Keep it simple. Not everything needs to be prettied up. In most cases, your readers aren’t fooled.
I love listening to the jargon that airlines spew. My guess is they use it to sound important and make passengers think they know what they are doing. Here are a few examples and my translations:
1. If your ticket is still in your possession… (If you still have your ticket…)
2. We will now commence the boarding procedure. (We’re going to start boarding now.)
3. This will expedite the boarding process. (This will speed up boarding.)
4. Welcome aboard Verbosity Airlines, servicing Pittsburgh. (Flying to Pittsburgh—bulls service cows.)
5. Make sure all electronic equipment is in the off position. (Turn all your electronics off.)
The brilliant George Carlin had a wonderful riff on “airline speak.” I’m paraphrasing here, but it contained lines like these:
1. “Our captain today is James Anderson.” The Captain! Who made this man a captain?
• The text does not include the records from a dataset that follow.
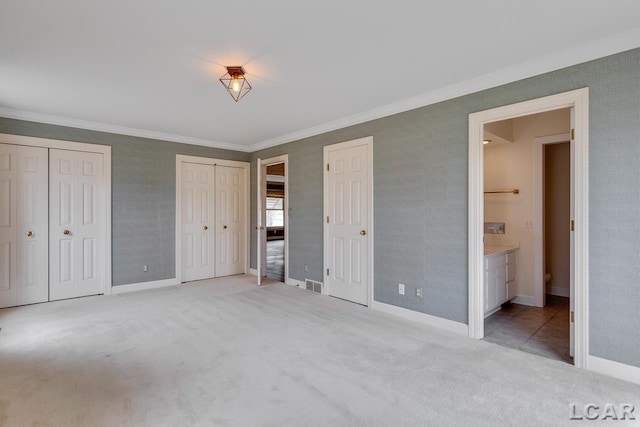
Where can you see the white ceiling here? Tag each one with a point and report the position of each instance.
(151, 67)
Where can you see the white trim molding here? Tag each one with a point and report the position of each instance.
(426, 319)
(567, 58)
(524, 300)
(119, 130)
(105, 150)
(142, 286)
(579, 101)
(180, 159)
(614, 369)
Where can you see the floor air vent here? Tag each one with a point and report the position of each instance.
(313, 286)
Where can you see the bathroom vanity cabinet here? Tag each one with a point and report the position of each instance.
(500, 270)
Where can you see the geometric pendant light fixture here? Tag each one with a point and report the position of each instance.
(235, 83)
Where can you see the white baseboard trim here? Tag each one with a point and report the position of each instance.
(425, 319)
(132, 287)
(613, 369)
(561, 292)
(524, 300)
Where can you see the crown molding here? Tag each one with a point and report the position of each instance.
(567, 58)
(583, 53)
(120, 130)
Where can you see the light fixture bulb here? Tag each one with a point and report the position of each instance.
(235, 85)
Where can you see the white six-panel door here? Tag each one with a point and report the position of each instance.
(76, 224)
(347, 239)
(230, 224)
(23, 225)
(197, 221)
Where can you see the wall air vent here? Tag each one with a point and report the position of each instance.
(313, 286)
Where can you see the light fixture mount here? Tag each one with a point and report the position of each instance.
(235, 83)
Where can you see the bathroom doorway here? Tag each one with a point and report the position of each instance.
(526, 168)
(510, 221)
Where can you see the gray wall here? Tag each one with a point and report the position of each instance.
(143, 195)
(420, 199)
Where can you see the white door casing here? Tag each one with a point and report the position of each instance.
(76, 224)
(348, 231)
(197, 209)
(230, 224)
(24, 225)
(579, 100)
(572, 240)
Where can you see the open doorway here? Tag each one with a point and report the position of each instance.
(273, 219)
(527, 205)
(274, 210)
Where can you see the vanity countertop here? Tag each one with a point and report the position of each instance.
(495, 249)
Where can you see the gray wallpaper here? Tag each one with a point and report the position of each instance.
(420, 199)
(143, 195)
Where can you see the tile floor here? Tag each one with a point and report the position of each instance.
(539, 330)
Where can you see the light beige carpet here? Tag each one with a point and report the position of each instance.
(227, 353)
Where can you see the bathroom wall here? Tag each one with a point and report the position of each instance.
(513, 165)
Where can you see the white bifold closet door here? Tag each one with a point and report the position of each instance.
(230, 226)
(76, 224)
(23, 225)
(197, 221)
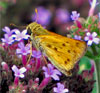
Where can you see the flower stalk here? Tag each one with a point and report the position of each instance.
(97, 69)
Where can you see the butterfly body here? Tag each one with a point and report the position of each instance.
(62, 51)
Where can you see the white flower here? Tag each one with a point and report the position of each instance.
(60, 88)
(19, 72)
(91, 38)
(20, 35)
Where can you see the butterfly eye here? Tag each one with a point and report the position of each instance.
(29, 31)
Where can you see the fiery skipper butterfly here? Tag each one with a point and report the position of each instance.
(62, 51)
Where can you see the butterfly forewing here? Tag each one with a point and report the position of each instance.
(63, 52)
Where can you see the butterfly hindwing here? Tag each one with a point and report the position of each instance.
(63, 52)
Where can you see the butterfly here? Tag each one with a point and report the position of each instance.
(63, 52)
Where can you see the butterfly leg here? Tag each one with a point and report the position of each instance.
(30, 53)
(44, 59)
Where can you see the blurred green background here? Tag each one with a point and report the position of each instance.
(53, 14)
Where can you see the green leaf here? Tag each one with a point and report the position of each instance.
(84, 64)
(3, 4)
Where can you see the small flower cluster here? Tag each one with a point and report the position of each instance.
(13, 44)
(88, 31)
(27, 68)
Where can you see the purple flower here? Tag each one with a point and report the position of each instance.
(75, 15)
(77, 37)
(18, 72)
(93, 3)
(99, 16)
(51, 72)
(60, 88)
(7, 39)
(20, 35)
(43, 17)
(91, 38)
(7, 30)
(62, 15)
(36, 54)
(23, 50)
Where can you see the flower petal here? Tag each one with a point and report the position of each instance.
(65, 90)
(44, 68)
(15, 69)
(96, 40)
(55, 77)
(56, 72)
(94, 34)
(24, 32)
(21, 75)
(55, 89)
(22, 70)
(16, 31)
(90, 42)
(18, 51)
(86, 38)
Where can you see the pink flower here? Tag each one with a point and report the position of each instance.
(43, 17)
(7, 39)
(91, 38)
(51, 72)
(93, 4)
(77, 37)
(75, 15)
(60, 88)
(62, 16)
(20, 35)
(23, 50)
(36, 54)
(18, 72)
(7, 30)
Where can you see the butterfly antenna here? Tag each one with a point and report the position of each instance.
(36, 11)
(30, 53)
(17, 26)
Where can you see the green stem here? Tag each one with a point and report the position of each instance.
(97, 68)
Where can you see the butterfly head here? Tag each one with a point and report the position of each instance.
(36, 29)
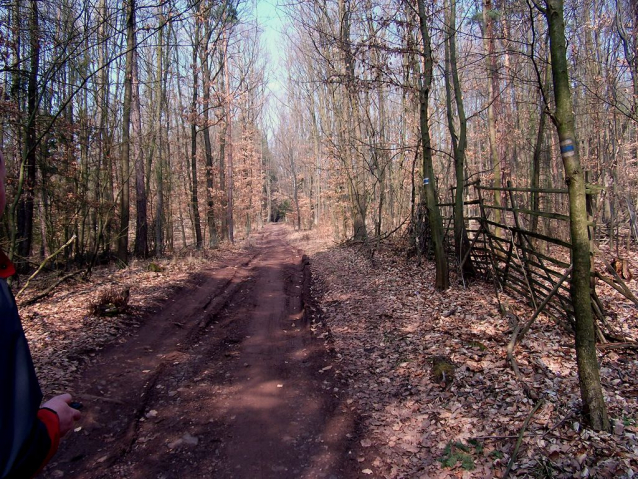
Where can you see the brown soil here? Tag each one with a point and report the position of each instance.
(226, 380)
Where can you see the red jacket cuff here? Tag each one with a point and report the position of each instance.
(50, 419)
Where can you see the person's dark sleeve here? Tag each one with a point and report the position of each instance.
(29, 436)
(39, 448)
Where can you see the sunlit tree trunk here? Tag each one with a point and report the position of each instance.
(125, 166)
(429, 192)
(28, 170)
(588, 370)
(194, 196)
(459, 141)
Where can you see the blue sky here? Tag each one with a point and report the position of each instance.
(271, 21)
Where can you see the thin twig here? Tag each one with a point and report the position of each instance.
(520, 438)
(43, 264)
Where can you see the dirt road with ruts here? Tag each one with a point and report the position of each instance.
(226, 381)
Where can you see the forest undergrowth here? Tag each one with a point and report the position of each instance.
(428, 372)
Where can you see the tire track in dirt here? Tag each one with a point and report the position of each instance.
(226, 381)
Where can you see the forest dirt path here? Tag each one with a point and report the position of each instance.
(226, 381)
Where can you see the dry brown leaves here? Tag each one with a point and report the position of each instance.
(63, 335)
(387, 322)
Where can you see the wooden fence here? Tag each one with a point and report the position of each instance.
(525, 250)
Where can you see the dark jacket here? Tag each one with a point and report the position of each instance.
(29, 435)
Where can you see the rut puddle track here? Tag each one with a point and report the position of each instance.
(225, 382)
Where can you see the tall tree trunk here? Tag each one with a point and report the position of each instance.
(28, 167)
(125, 166)
(213, 240)
(141, 223)
(194, 196)
(459, 142)
(588, 370)
(229, 147)
(492, 92)
(429, 179)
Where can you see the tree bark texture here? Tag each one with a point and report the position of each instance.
(588, 370)
(429, 179)
(125, 166)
Did I sleep through a military swearing-in?
2. “Be sure to collect all your personal items.” What else would I have? A fountain I stole from the park?
3. “Welcome to New York, where the local time is 5:00 p.m.” What else would it be? Bangkok time?
I swear, I will never forgive George for dying.
Death must sting very badly indeed because the word and its associates are so often avoided. People don’t die, they pass, pass on, pass away, expire (“like a magazine subscription,” in the words of the late—no, dead—George Carlin). Soldiers aren’t dead, they are fallen. People lose their spouses. They go to meet their maker, kick the bucket, join the choir invisible. If you want more euphemisms—words that try to make something bad sound more acceptable—go to YouTube and search for Monty Python’s hilarious “Dead Parrot” sketch.